# Why is my internet so slow?



## pb0004 (May 17, 2013)

I have no clue why my internet is so slow? I want to stream some videos on Twitch soon when I get my new computer but I don't think that my internet will help me at all if it is this slow. Can anyone help me??


----------



## MxPhenom 216 (May 17, 2013)

What is your actual internet speed.

http://www.speedtest.net/

Could just be you have a slow internet speed from your ISP, and youll need to upgrade to get a faster one.


----------



## pb0004 (May 17, 2013)

MxPhenom 216 said:


> What is your actual internet speed.
> 
> http://www.speedtest.net/
> 
> Could just be you have a slow internet speed from your ISP, and youll need to upgrade to get a faster one.



What is an ISP? I am not very savvy in computers/internet.


----------



## MxPhenom 216 (May 17, 2013)

Internet Service Provider.


----------



## pb0004 (May 17, 2013)

MxPhenom 216 said:


> Internet Service Provider.



I have AT&T U-Verse if that's what you mean.


----------



## pb0004 (May 17, 2013)

And I'll post the internet speed when I get home but when I checked it last night, it was like 3 up, 3 down and like 86 PING. And I was told that that was horrible.


----------



## Lazermonkey (May 17, 2013)

What speed do you pay for?


----------



## pb0004 (May 17, 2013)

Lazermonkey said:


> What speed do you pay for?



I think we have the Phone/Internet/TV package so I don't know what we pay for the Internet alone. But I'll check later.


----------



## ZetZet (May 17, 2013)

pb0004 said:


> And I'll post the internet speed when I get home but when I checked it last night, it was like 3 up, 3 down and like 86 PING. And I was told that that was horrible.



So, I looked up your provider, you probably have so called "pro" plan which is 3up 3down. And i noticed its wireless? Wireless for gaming/streaming is terrible. You will have to either upgrade your plan to higher speeds or just get fiber.


----------



## newtekie1 (May 17, 2013)

You probably won't be able to stream HD(720p), you definitely won't be able to steam 1080p content with that connection. Your upload is the important number and 3Mb/s generally the minimum for 720p and it has to be pretty consistent my 3Mb/s. U-Verse upload speeds totally suck, I have their highest package at work, the 24Mb/s one, and my upload is only 2Mb/s.


----------



## Lazermonkey (May 17, 2013)

pb0004 said:


> I think we have the Phone/Internet/TV package so I don't know what we pay for the Internet alone. But I'll check later.
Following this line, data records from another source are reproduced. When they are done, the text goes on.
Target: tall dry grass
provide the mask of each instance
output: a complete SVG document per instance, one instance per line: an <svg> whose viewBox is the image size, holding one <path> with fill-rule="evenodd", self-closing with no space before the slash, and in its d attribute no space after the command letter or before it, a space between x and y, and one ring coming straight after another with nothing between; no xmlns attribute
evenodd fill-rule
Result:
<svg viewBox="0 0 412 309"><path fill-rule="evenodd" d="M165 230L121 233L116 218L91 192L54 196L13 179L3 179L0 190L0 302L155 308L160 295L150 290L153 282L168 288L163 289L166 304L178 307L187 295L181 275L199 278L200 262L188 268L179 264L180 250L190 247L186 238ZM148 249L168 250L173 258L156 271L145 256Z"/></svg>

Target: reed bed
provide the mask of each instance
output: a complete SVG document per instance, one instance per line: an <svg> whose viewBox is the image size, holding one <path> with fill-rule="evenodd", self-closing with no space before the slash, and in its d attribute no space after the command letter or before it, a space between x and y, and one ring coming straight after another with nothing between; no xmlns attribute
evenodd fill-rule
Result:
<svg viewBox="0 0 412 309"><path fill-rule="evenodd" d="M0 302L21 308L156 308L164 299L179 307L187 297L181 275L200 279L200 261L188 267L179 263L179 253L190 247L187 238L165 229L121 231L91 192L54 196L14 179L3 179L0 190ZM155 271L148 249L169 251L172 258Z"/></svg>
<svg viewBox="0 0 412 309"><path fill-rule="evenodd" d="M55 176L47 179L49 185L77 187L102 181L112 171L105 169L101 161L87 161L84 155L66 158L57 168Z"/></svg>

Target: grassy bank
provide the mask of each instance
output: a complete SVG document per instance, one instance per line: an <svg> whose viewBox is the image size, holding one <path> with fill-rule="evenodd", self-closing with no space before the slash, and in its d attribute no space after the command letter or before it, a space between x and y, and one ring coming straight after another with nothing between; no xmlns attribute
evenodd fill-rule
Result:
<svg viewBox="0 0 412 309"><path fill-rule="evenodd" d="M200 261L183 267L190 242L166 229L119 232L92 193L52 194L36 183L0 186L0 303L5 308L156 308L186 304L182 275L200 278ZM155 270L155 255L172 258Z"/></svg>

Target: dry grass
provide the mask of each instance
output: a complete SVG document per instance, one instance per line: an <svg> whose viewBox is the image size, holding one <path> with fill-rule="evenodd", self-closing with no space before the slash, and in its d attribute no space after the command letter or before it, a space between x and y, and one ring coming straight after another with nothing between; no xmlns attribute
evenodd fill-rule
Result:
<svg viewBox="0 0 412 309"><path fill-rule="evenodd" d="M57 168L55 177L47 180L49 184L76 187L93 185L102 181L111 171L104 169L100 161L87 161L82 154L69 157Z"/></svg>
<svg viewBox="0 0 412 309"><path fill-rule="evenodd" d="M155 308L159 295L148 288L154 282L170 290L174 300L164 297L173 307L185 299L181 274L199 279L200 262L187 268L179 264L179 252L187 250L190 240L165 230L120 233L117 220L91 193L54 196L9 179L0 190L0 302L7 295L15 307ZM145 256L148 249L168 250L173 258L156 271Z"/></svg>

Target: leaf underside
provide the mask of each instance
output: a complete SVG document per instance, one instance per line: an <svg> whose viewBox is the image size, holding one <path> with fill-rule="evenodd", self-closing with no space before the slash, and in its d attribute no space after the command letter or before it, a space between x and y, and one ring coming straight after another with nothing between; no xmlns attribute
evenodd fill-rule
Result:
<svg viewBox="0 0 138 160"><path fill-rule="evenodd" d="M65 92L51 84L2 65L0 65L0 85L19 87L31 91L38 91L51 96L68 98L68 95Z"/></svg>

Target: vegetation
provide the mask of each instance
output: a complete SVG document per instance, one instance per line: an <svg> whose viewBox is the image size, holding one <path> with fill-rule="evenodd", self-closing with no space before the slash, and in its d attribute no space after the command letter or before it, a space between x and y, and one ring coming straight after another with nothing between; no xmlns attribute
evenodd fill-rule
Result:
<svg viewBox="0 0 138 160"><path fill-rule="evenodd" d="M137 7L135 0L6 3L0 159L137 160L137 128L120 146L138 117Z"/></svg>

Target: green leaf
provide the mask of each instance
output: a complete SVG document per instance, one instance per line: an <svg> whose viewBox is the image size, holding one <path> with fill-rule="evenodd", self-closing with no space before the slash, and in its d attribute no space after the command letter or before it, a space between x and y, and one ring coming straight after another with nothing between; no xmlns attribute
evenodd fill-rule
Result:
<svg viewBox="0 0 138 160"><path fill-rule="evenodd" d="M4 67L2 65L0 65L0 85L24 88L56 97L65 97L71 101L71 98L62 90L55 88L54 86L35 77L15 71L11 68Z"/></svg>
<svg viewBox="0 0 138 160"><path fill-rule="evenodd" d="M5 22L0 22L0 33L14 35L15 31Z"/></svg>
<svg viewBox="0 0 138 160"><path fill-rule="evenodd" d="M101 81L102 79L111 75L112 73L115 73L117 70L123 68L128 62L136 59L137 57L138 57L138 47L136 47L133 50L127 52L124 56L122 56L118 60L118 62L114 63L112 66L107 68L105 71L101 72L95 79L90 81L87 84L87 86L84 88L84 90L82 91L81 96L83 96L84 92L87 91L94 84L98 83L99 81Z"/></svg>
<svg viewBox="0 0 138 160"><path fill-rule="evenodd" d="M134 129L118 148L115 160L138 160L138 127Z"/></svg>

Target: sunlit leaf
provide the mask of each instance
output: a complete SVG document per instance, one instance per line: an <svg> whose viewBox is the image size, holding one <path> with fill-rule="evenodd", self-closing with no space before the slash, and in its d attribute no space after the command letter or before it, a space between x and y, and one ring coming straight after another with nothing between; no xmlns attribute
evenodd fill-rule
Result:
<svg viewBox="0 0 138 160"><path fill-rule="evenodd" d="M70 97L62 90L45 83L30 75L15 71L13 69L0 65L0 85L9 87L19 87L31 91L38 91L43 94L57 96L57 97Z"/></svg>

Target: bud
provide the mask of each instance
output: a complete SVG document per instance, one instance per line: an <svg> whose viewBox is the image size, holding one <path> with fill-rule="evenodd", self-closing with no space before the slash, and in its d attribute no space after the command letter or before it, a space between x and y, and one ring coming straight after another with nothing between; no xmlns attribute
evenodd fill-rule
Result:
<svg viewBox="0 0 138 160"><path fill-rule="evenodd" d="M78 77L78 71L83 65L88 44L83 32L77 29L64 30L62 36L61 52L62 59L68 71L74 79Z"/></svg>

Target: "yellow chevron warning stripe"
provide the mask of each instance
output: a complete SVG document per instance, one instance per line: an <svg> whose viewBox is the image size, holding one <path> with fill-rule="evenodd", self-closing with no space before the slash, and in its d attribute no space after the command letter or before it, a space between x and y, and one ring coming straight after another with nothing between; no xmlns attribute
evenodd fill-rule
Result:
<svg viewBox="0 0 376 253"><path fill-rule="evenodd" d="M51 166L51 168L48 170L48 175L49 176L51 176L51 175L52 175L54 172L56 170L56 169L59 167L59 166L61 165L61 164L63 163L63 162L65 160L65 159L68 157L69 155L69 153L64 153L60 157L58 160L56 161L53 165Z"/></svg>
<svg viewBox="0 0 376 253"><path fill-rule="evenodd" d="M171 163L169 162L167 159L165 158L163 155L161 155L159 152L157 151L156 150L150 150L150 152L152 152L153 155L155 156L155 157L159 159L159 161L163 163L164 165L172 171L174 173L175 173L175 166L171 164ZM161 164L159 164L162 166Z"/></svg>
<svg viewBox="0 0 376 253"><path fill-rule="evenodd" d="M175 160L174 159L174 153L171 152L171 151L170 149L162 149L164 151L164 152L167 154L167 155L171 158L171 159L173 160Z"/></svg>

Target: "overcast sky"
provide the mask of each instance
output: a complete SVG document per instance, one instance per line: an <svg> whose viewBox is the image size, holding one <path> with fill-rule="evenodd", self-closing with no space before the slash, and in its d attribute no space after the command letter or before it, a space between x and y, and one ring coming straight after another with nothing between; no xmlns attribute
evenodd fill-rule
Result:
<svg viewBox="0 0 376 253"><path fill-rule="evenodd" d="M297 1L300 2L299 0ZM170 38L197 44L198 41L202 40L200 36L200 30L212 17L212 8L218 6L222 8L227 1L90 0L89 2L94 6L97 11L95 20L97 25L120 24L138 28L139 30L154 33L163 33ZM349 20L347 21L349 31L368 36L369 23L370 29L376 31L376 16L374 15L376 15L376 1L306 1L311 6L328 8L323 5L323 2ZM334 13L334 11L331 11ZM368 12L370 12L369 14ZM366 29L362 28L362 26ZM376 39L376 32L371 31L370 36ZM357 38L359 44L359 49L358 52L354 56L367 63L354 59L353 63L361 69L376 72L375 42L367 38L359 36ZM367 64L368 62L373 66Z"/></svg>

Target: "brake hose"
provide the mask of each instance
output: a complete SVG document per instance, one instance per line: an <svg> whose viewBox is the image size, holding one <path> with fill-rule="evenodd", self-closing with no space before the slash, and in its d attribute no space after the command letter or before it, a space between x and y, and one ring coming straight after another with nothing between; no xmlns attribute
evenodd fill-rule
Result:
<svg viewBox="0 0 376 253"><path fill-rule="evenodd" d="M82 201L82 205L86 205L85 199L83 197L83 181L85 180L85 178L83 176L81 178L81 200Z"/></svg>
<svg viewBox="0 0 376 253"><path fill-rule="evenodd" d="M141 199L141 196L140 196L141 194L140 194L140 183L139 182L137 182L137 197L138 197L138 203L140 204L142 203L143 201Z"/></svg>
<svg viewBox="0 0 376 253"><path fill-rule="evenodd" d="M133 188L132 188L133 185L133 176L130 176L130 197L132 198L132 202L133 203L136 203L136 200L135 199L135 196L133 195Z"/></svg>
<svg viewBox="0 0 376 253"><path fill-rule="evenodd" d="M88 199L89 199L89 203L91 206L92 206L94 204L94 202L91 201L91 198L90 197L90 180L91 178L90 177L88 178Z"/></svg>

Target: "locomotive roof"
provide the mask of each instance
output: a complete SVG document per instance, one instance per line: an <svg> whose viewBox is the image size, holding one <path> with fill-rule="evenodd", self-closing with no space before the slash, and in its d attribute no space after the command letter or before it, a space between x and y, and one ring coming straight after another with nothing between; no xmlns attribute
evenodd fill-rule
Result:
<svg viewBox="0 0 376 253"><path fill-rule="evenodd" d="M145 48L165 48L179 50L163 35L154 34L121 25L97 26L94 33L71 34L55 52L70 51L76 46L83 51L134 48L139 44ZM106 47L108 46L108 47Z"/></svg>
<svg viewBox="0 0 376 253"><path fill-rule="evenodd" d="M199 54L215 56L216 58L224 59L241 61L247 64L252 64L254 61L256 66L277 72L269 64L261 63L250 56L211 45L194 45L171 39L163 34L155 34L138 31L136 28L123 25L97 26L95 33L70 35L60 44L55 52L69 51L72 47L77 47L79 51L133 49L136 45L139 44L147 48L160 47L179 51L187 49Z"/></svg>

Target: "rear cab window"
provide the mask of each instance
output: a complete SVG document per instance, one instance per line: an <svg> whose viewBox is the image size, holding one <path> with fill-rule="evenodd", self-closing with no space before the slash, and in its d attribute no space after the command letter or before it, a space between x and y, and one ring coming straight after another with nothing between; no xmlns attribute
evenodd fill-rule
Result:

What I mean is... what advertised speed are you supposed to be getting as opposed to your results you posted?


----------



## ZetZet (May 17, 2013)

newtekie1 said:


> You probably won't be able to stream HD(720p), you definitely won't be able to steam 1080p content with that connection. Your upload is the important number and 3Mb/s generally the minimum for 720p and it has to be pretty consistent my 3Mb/s. U-Verse upload speeds totally suck, I have their highest package at work, the 24Mb/s one, and my upload is only 2Mb/s.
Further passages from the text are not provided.